In the foreword, Shawn describes the form of his book–part scientific and cultural history, part memoir–as a “spiral or…like the overlapping connected folds of a brain.” It reminds me more of a trick phobics use to stay sane. By constantly crossing and crisscrossing the same mental ground, we center ourselves. Puzzles are calming–you can identify the borderline phobics on an airplane by who is boring a hole through his acrostic–and this book has a bit of the shape of one. The book also has a noteworthy therapeutic aspect–one senses Shawn is writing to lessen his symptoms. Wish I Could Be There is an attempt at exorcism.

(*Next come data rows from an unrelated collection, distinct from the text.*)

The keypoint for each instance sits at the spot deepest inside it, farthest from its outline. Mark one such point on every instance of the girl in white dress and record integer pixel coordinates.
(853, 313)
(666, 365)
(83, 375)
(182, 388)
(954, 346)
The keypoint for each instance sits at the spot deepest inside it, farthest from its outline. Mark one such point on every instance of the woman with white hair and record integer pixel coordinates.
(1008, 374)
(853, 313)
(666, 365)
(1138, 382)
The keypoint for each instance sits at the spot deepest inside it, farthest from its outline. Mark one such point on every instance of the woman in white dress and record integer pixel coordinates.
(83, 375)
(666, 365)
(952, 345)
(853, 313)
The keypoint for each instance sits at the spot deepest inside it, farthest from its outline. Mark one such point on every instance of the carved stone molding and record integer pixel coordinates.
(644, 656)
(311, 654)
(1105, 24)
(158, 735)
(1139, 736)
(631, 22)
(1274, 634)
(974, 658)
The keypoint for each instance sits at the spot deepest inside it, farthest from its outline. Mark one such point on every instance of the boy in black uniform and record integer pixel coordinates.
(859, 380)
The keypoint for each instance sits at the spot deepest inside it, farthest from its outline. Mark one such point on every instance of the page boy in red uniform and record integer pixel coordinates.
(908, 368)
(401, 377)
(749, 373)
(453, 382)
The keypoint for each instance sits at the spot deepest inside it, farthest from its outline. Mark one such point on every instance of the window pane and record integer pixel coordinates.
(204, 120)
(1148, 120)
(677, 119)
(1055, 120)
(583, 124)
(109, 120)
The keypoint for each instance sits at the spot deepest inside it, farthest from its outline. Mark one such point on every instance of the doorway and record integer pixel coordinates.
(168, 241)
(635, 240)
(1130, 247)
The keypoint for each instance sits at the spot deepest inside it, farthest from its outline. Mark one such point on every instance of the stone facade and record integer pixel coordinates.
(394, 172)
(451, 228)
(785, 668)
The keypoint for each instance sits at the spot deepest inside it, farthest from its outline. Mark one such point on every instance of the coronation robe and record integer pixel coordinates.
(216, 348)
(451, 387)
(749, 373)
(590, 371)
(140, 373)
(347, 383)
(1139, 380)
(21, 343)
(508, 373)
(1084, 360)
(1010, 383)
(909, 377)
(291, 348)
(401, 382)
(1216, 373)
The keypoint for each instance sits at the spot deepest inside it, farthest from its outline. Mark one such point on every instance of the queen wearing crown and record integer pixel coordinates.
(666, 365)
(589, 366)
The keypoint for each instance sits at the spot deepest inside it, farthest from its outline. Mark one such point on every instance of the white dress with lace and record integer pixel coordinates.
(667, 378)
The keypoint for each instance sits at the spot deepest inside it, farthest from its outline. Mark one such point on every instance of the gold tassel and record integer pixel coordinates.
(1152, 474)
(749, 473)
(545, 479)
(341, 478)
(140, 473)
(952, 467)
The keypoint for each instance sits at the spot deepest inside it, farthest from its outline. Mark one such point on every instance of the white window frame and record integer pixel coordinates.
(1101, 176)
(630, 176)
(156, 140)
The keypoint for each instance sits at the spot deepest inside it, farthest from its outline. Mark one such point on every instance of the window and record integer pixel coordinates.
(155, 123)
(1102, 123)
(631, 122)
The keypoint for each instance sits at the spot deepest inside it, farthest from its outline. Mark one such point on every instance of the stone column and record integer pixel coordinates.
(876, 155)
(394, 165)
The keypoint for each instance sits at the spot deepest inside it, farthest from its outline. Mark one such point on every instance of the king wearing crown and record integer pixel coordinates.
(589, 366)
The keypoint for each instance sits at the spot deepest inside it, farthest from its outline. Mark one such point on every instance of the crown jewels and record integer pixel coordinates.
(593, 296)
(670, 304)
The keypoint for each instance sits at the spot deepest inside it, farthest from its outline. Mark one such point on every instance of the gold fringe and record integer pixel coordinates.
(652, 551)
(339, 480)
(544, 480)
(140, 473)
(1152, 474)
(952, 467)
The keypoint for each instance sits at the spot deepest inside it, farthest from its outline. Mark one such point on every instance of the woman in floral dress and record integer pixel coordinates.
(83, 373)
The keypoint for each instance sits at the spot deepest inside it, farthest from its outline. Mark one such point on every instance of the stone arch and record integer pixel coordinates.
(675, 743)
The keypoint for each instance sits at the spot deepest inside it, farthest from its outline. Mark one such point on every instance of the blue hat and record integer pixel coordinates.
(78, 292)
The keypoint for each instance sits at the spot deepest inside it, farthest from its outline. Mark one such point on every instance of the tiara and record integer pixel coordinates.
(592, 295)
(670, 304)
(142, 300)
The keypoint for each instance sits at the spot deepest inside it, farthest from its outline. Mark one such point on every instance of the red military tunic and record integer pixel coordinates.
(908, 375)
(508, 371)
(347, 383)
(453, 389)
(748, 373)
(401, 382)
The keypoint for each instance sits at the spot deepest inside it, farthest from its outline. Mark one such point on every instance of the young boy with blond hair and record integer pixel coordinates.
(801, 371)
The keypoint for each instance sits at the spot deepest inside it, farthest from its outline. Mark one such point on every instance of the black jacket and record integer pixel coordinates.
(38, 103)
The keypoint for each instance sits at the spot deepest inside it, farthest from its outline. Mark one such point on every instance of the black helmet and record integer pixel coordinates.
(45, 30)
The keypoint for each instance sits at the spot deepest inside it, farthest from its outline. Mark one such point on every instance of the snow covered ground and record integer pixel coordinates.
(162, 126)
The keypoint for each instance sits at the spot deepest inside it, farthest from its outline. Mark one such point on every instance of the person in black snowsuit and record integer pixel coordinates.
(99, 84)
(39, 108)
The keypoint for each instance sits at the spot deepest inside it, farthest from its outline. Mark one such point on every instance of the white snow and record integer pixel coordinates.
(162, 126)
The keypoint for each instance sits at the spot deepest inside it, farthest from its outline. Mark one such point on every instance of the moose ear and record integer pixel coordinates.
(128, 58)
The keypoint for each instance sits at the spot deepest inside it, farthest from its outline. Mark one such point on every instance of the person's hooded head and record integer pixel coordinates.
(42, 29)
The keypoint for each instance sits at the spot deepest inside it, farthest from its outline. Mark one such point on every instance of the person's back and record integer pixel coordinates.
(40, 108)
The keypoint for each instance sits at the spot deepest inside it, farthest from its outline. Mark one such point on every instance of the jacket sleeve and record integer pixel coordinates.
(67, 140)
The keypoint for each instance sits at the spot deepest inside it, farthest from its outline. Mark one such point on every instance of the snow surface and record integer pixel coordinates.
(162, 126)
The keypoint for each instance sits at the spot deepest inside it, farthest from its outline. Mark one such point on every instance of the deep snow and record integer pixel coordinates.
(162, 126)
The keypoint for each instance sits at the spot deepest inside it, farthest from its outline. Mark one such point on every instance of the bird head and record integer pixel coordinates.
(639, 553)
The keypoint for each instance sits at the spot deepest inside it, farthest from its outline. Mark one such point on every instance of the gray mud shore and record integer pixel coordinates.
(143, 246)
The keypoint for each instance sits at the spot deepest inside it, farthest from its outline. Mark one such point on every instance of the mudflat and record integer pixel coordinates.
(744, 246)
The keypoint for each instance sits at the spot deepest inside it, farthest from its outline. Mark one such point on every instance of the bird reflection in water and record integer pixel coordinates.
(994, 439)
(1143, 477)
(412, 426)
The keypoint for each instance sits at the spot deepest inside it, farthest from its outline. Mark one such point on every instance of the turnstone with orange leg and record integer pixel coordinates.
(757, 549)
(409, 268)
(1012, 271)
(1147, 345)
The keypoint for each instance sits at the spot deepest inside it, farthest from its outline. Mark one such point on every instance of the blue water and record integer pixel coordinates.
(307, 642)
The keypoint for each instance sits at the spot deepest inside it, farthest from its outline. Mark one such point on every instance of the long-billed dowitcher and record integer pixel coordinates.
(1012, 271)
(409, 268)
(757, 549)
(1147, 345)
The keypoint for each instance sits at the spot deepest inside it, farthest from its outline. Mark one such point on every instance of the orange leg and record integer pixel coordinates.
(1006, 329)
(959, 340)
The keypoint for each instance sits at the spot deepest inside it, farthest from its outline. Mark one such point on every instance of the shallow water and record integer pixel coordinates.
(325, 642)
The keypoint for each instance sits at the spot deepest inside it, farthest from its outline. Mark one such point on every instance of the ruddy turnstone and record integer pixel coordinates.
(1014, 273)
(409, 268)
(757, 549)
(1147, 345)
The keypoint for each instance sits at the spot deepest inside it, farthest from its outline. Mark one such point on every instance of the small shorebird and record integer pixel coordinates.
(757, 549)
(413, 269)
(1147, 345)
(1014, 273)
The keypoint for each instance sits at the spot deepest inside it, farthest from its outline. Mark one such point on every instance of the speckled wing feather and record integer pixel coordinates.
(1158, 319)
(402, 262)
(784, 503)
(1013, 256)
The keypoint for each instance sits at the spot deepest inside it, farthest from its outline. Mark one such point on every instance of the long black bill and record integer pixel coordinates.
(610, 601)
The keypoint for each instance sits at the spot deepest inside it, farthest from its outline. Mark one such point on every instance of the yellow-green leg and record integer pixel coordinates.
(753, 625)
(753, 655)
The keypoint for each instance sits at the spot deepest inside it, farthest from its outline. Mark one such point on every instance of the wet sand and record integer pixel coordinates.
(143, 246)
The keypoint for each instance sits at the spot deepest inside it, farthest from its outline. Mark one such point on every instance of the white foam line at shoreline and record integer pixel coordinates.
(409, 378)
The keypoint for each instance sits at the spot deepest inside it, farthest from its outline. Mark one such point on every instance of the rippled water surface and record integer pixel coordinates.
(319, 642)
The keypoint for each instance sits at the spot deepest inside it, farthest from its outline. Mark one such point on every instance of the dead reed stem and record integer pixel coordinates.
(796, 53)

In one regard, at least, it succeeds. At book’s end, he manages after countless rehearsals and two retreats to drive the few hundred miles from Bennington to a psychiatric institution in Delaware–New Jersey is his Rubicon–to see Mary for the first time in twenty-seven years. He is helped on the journey by a phobia specialist who advises: “Don’t think your way into right action; act your way into right thinking.” The meeting with his twin sister is touching and nutritive for the composer: One senses that Shawn wouldn’t mind trading his angst-ridden existence for the softer tones that she hears. Being phobic is, among other things, enormously tiring. Shawn ends: “I had made an important step toward reconnecting with her. I had also made a step toward reconnecting with the fundamental truths of my life and toward finding the source of the ‘piercing scream’ I seem always to hear when there is nothing around to shield me from it.”